Drug used in other indications
IXCHIQ® (VLA1553) is currently not being trialled for any other indications besides Chikungunya. It is specifically designed and approved for the prevention of Chikungunya disease in adults.
While the provided texts mention other Chikungunya vaccine candidates and their potential for cross-protection against other alphaviruses (like O'nyong-nyong virus, Mayaro virus, and Ross River virus), these are distinct from trials investigating new indications for IXCHIQ® itself. The research focuses on the breadth of the immune response generated by the vaccine, not on its therapeutic application for other diseases.

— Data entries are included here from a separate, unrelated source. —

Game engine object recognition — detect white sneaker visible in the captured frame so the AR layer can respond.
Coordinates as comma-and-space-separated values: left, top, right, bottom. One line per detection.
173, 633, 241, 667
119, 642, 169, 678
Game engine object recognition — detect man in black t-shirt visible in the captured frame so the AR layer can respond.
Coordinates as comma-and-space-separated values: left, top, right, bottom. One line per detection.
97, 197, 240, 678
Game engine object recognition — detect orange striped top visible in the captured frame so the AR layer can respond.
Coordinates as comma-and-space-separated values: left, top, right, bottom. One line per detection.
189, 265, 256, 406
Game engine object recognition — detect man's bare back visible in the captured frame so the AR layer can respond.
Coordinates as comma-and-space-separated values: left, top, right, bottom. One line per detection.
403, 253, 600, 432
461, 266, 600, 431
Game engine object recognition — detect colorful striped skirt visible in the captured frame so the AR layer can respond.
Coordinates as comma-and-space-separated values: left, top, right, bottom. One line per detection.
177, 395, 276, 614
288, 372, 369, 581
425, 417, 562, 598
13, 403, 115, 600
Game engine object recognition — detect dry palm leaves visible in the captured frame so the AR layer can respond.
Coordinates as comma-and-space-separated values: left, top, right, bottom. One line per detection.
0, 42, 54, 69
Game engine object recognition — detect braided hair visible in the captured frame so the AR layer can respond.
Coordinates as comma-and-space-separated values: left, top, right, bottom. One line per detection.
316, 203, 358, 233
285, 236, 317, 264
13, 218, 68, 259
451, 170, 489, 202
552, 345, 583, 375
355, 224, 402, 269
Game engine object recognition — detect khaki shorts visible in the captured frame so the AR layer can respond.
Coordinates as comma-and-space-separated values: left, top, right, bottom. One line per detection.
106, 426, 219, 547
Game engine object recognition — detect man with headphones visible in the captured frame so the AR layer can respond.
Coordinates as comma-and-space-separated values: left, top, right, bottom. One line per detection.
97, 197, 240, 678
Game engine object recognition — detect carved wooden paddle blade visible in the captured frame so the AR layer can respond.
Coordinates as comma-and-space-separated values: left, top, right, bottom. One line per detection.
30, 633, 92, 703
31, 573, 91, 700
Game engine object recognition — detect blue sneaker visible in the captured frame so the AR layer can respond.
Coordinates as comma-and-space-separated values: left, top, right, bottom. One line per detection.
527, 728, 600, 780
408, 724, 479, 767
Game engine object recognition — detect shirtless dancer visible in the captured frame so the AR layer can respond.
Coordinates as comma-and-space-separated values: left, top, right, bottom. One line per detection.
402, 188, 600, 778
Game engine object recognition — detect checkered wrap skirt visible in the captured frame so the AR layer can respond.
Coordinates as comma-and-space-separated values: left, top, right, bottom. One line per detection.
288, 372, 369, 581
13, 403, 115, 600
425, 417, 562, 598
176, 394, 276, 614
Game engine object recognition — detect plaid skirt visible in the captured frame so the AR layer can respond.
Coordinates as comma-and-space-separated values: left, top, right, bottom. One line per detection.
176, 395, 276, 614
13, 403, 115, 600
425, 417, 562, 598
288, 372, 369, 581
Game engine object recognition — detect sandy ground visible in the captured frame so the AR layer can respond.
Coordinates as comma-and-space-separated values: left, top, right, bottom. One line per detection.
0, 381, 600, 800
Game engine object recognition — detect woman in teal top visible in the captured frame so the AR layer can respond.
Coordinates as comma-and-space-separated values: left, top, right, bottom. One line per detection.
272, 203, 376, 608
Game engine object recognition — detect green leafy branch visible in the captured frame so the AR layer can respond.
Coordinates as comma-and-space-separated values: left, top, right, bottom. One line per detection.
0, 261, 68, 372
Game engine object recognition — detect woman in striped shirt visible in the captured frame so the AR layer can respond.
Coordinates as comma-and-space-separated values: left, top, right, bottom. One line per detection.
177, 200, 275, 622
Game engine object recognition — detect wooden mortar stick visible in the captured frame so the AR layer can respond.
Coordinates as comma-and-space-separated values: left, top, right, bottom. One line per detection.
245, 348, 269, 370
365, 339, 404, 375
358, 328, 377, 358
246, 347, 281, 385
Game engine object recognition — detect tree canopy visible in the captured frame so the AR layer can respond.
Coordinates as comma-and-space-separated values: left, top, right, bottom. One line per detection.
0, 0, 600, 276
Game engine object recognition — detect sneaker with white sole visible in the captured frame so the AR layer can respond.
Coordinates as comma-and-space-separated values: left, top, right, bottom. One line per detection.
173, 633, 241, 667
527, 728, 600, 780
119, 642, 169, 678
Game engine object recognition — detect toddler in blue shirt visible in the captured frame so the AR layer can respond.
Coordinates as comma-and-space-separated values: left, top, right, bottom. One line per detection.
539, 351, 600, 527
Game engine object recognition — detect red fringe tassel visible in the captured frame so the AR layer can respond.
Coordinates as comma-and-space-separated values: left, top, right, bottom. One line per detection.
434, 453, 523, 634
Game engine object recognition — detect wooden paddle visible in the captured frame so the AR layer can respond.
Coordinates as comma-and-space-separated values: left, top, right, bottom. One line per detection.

The provided texts also discuss various vaccine platforms and approaches used for other diseases, but these are presented in the context of general vaccine development or as background information for Chikungunya vaccine research. They do not indicate that IXCHIQ® is being repurposed or tested for these other conditions.
Therefore, based on the provided information, IXCHIQ® is solely focused on Chikungunya prevention, and there are no ongoing trials exploring its use for other indications.